北八ヶ岳の標高2646mの天狗岳に源を発する鳴岩川上流の河原木場沢に懸かる落差35mの「醤油樽の滝」は、八ヶ岳の深部にあり、滝が円状の岩壁に囲まれて、真下から空を見上げると「醤油樽の中にいるよう」に感じられることから名前が付けられています。
周辺はクリンソウが咲くスポットとしても知られており、醤油樽の滝の近くには、落差5mの「一の滝」、落差10mのなだらかな滑滝「二の滝」という別の滝も存在し、冬場は滝が凍り付きます。

訪問日:2026年2月
唐沢鉱泉との分岐から夏沢鉱泉方面に舗装されていない山道を走らせます。
でこぼこな車道で大丈夫かとひやひやしながら桜平(下)駐車場に到着しました。
この先は私の車では難しいと思い、歩いていく事にしました。
歩く事20分位で滝の入口に到着して山に入っていきます。

遊歩道のような綺麗に整備された道ではないので、トレッキングシューズなどの登山装備が必要です。

河川沿いの道を上流へ進んでいきました。
梯子の隣には3mほどの氷の塊が見えて来ました。

梯子の隣に一の滝が凍りついていました。

滝ではない山の斜面に5m程はあるブルーの巨大な氷の塊があります。

梯子を登って行くと、河川の上は氷で覆われ、河川の上を歩いて更に上流へ進んでいきます。

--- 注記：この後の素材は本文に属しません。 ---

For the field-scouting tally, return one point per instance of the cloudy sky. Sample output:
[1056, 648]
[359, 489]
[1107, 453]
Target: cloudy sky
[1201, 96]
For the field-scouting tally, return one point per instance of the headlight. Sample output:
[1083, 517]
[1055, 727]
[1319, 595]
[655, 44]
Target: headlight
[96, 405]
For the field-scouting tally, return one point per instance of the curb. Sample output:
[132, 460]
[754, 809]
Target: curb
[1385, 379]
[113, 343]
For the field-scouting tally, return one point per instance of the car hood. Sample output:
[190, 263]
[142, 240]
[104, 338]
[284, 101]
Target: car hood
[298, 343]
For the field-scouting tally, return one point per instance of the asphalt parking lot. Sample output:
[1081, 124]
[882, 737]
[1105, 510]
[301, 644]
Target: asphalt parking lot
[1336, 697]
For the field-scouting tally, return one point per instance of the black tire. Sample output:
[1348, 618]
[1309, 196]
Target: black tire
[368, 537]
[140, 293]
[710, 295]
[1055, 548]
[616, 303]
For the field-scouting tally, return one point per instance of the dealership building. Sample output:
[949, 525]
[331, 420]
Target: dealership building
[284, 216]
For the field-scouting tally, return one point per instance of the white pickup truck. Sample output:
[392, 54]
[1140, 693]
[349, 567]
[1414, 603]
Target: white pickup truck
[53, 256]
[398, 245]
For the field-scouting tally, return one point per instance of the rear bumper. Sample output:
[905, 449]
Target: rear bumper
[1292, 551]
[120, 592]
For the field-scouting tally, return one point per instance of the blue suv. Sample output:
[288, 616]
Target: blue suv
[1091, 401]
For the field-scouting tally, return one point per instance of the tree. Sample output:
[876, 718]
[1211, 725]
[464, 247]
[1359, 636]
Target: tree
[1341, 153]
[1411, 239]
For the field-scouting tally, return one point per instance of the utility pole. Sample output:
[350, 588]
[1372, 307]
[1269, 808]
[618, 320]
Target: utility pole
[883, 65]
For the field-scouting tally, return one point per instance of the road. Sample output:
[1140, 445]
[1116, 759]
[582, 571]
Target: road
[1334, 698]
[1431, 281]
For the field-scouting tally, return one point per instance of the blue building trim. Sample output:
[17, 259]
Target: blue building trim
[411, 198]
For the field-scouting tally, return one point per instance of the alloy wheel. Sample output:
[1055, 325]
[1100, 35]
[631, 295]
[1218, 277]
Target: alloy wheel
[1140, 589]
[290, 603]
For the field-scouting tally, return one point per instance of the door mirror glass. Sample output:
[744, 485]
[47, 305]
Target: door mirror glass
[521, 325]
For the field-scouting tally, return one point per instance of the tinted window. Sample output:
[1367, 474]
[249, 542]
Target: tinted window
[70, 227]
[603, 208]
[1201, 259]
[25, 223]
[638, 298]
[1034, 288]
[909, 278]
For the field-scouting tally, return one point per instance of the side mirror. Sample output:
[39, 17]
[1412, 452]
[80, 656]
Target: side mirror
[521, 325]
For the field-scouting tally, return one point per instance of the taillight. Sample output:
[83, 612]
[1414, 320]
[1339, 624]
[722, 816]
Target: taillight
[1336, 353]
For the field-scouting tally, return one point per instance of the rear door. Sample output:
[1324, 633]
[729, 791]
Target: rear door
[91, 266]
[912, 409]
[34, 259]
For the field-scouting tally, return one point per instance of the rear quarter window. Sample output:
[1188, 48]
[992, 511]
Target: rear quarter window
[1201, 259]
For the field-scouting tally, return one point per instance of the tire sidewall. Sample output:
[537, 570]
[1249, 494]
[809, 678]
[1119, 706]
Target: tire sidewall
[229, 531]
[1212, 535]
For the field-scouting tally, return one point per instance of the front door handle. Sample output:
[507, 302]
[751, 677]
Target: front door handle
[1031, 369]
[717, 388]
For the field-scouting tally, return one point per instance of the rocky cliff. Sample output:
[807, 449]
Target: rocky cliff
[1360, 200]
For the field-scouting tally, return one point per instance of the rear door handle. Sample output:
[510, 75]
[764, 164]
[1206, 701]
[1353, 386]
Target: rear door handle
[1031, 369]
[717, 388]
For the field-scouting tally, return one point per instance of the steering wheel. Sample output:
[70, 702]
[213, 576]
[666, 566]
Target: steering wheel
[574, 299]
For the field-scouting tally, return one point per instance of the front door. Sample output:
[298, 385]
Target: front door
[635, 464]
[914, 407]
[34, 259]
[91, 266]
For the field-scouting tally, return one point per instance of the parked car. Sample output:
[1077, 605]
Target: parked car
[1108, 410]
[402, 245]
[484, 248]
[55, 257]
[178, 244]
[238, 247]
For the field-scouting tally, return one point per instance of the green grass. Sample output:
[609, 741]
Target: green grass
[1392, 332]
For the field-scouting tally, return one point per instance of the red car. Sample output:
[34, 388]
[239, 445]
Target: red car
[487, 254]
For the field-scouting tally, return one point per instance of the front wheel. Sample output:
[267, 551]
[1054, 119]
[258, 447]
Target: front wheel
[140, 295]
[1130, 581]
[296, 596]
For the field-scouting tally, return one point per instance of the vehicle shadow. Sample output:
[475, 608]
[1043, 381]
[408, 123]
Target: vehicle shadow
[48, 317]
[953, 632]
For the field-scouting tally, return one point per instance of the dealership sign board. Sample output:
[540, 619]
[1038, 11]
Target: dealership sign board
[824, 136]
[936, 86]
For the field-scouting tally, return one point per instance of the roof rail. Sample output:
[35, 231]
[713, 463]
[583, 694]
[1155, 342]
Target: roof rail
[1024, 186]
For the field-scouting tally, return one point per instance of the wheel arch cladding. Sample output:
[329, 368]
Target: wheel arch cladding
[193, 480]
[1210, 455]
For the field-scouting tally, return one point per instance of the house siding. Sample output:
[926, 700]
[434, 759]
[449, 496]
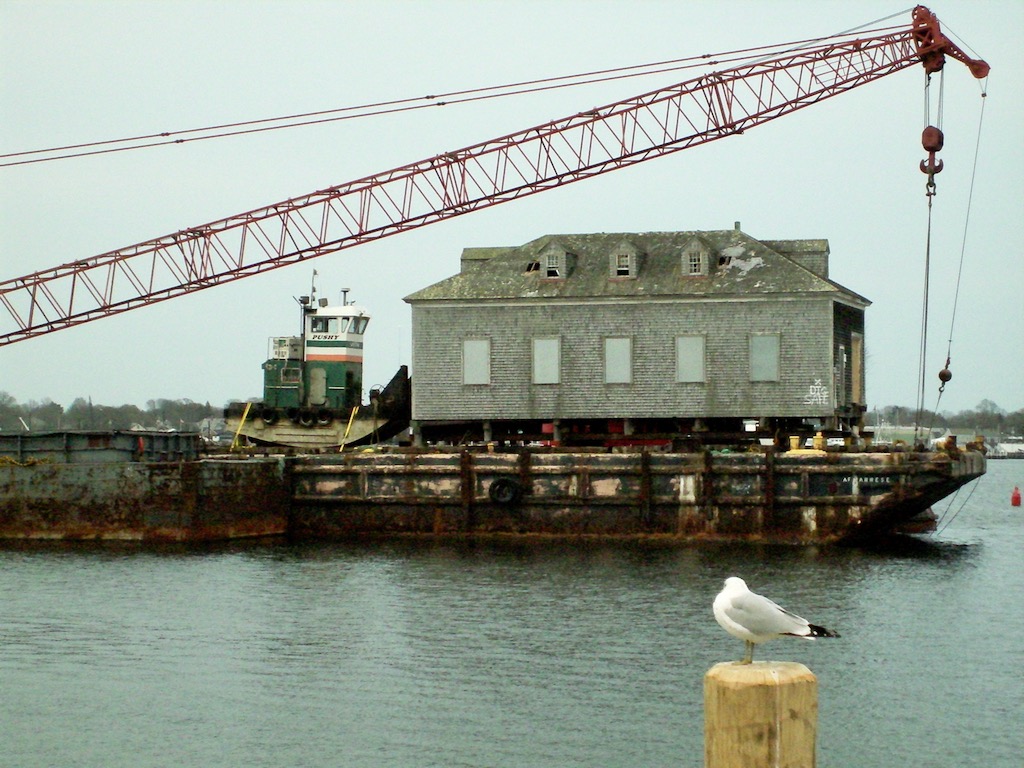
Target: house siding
[804, 327]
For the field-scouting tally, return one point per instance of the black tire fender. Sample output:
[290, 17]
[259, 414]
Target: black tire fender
[505, 491]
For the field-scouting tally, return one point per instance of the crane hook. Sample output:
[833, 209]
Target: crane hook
[931, 139]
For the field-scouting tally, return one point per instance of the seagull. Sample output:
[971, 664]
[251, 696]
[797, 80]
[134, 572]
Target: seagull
[755, 619]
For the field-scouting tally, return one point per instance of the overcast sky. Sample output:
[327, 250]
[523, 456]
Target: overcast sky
[845, 170]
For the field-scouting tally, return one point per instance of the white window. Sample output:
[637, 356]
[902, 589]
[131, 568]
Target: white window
[554, 265]
[476, 361]
[764, 356]
[689, 358]
[617, 360]
[547, 360]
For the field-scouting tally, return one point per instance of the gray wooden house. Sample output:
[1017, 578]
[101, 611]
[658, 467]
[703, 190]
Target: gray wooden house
[597, 338]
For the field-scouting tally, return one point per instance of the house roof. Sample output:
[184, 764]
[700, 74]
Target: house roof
[738, 265]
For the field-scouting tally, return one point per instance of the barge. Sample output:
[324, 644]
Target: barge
[77, 486]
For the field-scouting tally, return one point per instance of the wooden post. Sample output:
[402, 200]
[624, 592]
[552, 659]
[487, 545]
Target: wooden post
[760, 715]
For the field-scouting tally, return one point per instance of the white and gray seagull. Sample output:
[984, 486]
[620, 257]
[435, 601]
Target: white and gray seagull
[755, 619]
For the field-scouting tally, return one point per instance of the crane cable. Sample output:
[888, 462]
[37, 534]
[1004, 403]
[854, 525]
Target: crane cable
[945, 374]
[931, 167]
[741, 55]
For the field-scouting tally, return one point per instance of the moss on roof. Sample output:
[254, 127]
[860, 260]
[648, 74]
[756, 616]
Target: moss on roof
[738, 265]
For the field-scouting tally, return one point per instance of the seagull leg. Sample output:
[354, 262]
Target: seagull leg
[749, 655]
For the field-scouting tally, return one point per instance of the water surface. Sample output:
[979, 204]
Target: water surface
[546, 655]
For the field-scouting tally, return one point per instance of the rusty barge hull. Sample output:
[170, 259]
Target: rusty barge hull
[793, 497]
[796, 497]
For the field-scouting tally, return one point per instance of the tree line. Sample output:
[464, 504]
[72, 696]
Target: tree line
[987, 418]
[45, 416]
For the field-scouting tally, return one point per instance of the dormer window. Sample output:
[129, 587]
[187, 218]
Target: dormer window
[695, 259]
[555, 262]
[624, 261]
[554, 265]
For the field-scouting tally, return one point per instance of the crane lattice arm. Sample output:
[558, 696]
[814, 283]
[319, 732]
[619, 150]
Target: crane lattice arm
[576, 147]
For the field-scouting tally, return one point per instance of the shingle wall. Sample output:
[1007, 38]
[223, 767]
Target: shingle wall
[806, 368]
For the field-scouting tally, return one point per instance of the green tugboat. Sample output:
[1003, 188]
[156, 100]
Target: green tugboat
[312, 386]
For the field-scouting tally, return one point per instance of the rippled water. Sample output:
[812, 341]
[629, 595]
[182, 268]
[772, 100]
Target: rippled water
[402, 654]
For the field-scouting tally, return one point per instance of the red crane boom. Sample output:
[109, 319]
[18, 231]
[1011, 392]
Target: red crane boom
[576, 147]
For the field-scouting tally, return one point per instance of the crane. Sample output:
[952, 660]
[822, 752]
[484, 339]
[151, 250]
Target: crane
[722, 103]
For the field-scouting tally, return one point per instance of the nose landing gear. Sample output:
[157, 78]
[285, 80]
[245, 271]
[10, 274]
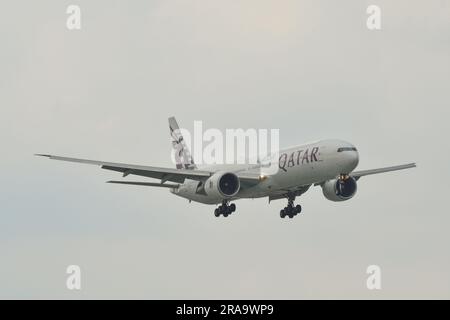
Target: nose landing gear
[225, 209]
[290, 210]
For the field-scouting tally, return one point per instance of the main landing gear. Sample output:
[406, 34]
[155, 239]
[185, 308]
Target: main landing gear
[225, 209]
[290, 210]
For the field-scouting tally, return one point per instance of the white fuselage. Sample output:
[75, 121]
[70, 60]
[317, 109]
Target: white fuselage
[298, 167]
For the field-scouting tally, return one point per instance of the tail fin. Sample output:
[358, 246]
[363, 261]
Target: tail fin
[183, 157]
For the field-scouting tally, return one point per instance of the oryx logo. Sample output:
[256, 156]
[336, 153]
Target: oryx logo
[297, 158]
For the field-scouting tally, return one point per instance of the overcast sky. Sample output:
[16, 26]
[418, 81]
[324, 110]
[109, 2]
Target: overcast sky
[310, 68]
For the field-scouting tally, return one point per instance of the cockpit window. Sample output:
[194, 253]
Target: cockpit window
[347, 149]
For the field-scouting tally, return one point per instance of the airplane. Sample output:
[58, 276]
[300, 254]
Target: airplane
[329, 164]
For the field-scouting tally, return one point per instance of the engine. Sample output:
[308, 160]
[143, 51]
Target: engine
[339, 189]
[222, 185]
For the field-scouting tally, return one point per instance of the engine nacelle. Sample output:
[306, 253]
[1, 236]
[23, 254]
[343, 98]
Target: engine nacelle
[222, 185]
[339, 189]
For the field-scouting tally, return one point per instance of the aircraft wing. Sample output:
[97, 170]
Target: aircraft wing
[164, 174]
[359, 174]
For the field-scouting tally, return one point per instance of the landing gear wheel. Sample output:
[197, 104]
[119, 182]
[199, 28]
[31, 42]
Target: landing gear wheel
[290, 210]
[225, 209]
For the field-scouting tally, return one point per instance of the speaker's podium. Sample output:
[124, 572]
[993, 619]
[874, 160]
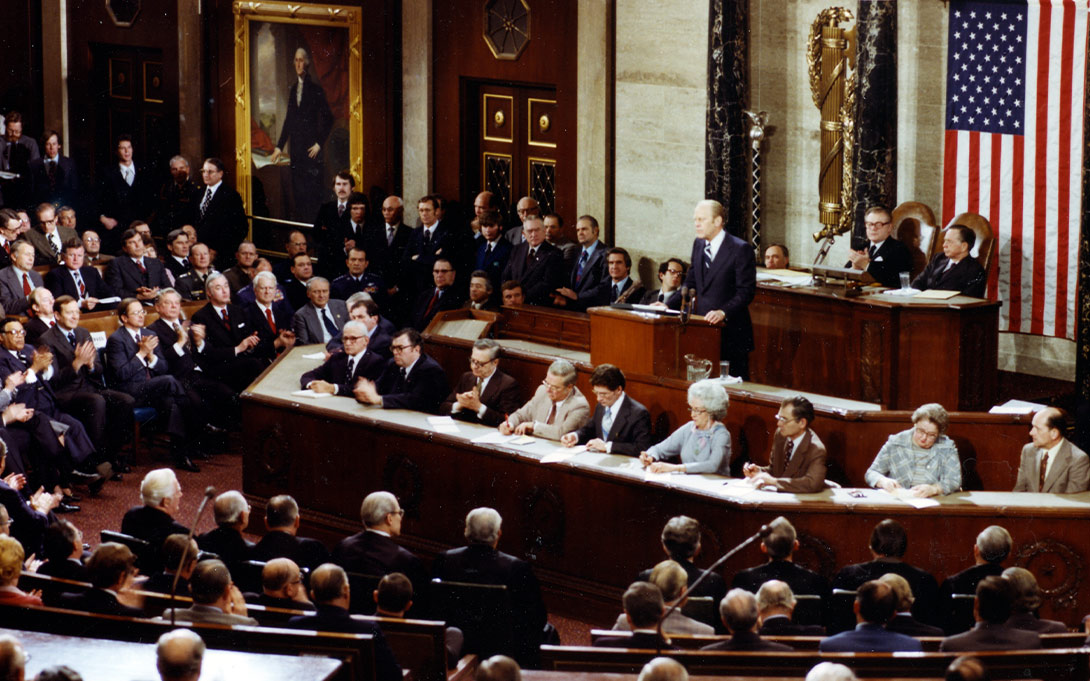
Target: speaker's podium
[649, 342]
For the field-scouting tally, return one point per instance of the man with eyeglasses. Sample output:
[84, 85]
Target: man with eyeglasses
[620, 424]
[411, 379]
[484, 393]
[884, 257]
[797, 461]
[440, 298]
[670, 274]
[339, 374]
[557, 406]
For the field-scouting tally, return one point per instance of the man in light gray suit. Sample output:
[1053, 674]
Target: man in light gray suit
[19, 279]
[321, 319]
[1051, 463]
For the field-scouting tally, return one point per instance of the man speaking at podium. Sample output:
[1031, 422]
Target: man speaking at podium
[724, 277]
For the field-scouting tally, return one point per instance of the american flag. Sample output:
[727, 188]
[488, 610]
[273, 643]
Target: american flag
[1015, 97]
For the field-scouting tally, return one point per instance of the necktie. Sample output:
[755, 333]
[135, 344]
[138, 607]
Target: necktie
[432, 303]
[326, 319]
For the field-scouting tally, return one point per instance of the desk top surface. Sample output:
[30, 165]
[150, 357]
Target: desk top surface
[117, 660]
[277, 387]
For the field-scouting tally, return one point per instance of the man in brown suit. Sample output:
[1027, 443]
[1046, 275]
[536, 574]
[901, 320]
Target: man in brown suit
[797, 462]
[483, 394]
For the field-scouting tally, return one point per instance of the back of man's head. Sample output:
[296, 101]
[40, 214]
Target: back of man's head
[889, 538]
[643, 604]
[179, 655]
[498, 668]
[775, 594]
[779, 544]
[663, 669]
[209, 581]
[738, 610]
[994, 599]
[327, 583]
[681, 537]
[993, 544]
[395, 592]
[876, 602]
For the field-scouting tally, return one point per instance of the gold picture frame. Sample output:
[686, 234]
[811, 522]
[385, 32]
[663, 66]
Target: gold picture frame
[267, 38]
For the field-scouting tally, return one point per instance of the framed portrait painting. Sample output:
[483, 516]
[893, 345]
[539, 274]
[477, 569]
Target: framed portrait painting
[298, 110]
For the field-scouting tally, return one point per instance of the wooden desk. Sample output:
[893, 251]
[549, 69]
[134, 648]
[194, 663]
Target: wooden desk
[109, 660]
[589, 524]
[897, 352]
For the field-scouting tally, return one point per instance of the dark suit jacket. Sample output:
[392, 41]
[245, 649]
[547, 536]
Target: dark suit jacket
[332, 618]
[483, 564]
[747, 641]
[888, 262]
[869, 639]
[911, 627]
[501, 397]
[630, 432]
[334, 371]
[43, 252]
[729, 284]
[422, 390]
[986, 636]
[779, 625]
[370, 552]
[799, 579]
[60, 282]
[123, 276]
[98, 600]
[540, 278]
[223, 225]
[228, 543]
[305, 551]
[449, 300]
[966, 276]
[11, 290]
[63, 190]
[923, 585]
[806, 472]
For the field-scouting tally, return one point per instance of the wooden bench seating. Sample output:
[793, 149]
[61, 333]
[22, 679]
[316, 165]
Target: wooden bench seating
[1055, 665]
[355, 651]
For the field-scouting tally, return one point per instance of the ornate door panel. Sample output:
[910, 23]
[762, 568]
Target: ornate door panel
[513, 143]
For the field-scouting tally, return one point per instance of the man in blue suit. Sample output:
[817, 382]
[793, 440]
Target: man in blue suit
[874, 606]
[724, 275]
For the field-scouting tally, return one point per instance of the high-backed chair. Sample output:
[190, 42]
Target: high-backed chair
[915, 226]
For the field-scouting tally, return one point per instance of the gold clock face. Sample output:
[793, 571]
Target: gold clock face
[506, 27]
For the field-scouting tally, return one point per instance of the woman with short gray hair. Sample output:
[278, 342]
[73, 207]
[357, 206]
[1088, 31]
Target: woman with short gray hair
[702, 445]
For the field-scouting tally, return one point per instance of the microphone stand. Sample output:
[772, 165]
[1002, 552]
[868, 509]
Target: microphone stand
[209, 493]
[763, 532]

河川沿いの斜面には何か所も氷結してて氷に囲まれた素敵な場所です。

二の滝を迂回して山の斜面を登っていきます。

更に先を進んで行くと絶壁に梯子がありました。

梯子を下りた先に醤油樽の滝がお目見えしました。

削られた岩壁の間に氷瀑がこんもりと形成されています。
暖かい日が続いたので、溶けていないか心配でしたが、残っていて感動です。

一部氷瀑の内側に滝が流れている所が見えてしまっている箇所もありましたが、自然が作った迫力の氷瀑が見れました。

大きく成長したブルーの滝は素敵ですが、アイスクライミングをする人が多いので、氷瀑が茶色に汚れてしまっているのは少し残念です。
私が訪問した時はもう登る事ができないくらい溶けているので、人がいなかったので、邪魔されずゆっくり氷瀑を眺める事ができました。

滝の周りを囲う削られた岩壁の造形が素晴らしく、自然の神秘を感じる場所です。

駐車場から片道1時間半ほどかかり、崖の横の細い道を歩いて行くような危険を伴う道のりですが、辿り着いた時には感動の素敵な滝が見れます。